Thomas edged out of the lobby door onto the walkway. He walked at a good clip toward his car. That morning it had been calm when he arrived at the office, but in the late afternoon and early evening, things could change. He thought he was safe until he caught some movement out of the corner of his eye just as he rounded the end of the aisle near his car.
He started running. His car door was just out of his reach when a large, male Canadian goose flew over the hood at him. He tried to deflect the beast with his umbrella, but he lost his footing and fell backward. He dropped his laptop bag and tried to break his fall with his free hand, but he slipped and heard a crack on impact with the ground. To make matters worse, the goose bit him until he was finally able to fend it off by madly swinging his umbrella with his left hand.
Lying on his back on the ice next to his car, writhing in pain and swearing in his head, Thomas wondered how he could stop this from happening again.
He couldn’t move his right arm, so he rolled onto his left side and tried to push himself to a sitting position with his left hand. He kept slipping until he pushed himself up against the driver’s side front wheel of his car. He had to get to the hospital, but he didn’t think he could drive himself there. He fumbled for his cell phone in his front, left, pants pocket and called 911. He then waited on the ground for the ambulance to arrive thinking about how to get rid of the geese without breaking any laws.
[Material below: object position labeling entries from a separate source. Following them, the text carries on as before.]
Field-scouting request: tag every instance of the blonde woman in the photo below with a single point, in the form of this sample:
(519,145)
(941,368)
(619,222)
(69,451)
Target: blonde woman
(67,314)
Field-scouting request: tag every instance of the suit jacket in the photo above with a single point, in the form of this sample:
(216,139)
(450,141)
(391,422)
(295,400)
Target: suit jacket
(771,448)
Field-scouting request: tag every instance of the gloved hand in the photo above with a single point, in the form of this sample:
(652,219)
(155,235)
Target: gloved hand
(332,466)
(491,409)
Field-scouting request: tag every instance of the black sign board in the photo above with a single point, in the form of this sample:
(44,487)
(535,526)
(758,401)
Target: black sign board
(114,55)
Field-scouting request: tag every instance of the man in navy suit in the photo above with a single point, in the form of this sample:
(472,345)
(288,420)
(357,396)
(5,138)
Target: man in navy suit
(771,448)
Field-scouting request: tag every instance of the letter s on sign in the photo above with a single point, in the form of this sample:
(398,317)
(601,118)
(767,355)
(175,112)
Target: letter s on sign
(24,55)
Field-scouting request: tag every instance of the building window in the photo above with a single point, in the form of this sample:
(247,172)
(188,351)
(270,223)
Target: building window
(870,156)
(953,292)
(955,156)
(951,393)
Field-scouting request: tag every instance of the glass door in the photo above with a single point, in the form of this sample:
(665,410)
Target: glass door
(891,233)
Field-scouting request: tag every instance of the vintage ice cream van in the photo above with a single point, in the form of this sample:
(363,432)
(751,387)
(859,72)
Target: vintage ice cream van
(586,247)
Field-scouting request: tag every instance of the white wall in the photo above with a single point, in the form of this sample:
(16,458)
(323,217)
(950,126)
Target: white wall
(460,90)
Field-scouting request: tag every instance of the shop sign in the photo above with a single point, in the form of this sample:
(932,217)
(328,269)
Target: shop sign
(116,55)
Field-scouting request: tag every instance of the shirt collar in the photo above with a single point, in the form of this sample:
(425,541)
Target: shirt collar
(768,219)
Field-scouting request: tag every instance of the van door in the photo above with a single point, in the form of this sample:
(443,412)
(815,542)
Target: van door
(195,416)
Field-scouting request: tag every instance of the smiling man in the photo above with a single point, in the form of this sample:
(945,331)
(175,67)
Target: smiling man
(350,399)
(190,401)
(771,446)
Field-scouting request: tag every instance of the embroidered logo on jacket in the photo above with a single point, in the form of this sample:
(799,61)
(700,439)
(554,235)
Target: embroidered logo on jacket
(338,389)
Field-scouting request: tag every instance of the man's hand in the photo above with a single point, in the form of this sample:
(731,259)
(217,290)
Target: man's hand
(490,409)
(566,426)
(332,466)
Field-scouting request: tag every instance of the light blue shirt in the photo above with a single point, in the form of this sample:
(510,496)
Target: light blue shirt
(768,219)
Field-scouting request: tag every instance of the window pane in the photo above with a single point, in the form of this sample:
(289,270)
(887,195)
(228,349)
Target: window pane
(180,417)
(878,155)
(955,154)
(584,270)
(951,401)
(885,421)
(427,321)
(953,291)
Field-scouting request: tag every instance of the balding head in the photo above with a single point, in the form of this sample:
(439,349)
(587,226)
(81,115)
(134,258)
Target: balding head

Thomas spent the night in the ER as the staff immobilized his arm, and the doctor determined that he wouldn’t need surgery, although his right ulna and humerus had been cracked in the fall. Fortunately they were not broken all the way through. The ER finally released him in the wee hours of the morning just as the sun was beginning to rise. He called his assistant, Dane, to come pick him up and take him home.
Thomas stayed at home for the next few days consumed by his thoughts about how to fix his company’s goose problem, and he spent a lot of time with his pet Border Collie, Dot. Dot was a very industrious dog, but she got into trouble when she didn’t have well-defined jobs to do. She herded things. All things. When she was stuck in the house, Dot would herd the kitchen chairs into a circle near the table. She would also jump into the laundry hamper, pull out all of the clothes, and sort them to her liking on the floor. Thomas watched to see what Dot would do for a while, but after seeing how much work she was making for him, he put her out into the backyard for a bit.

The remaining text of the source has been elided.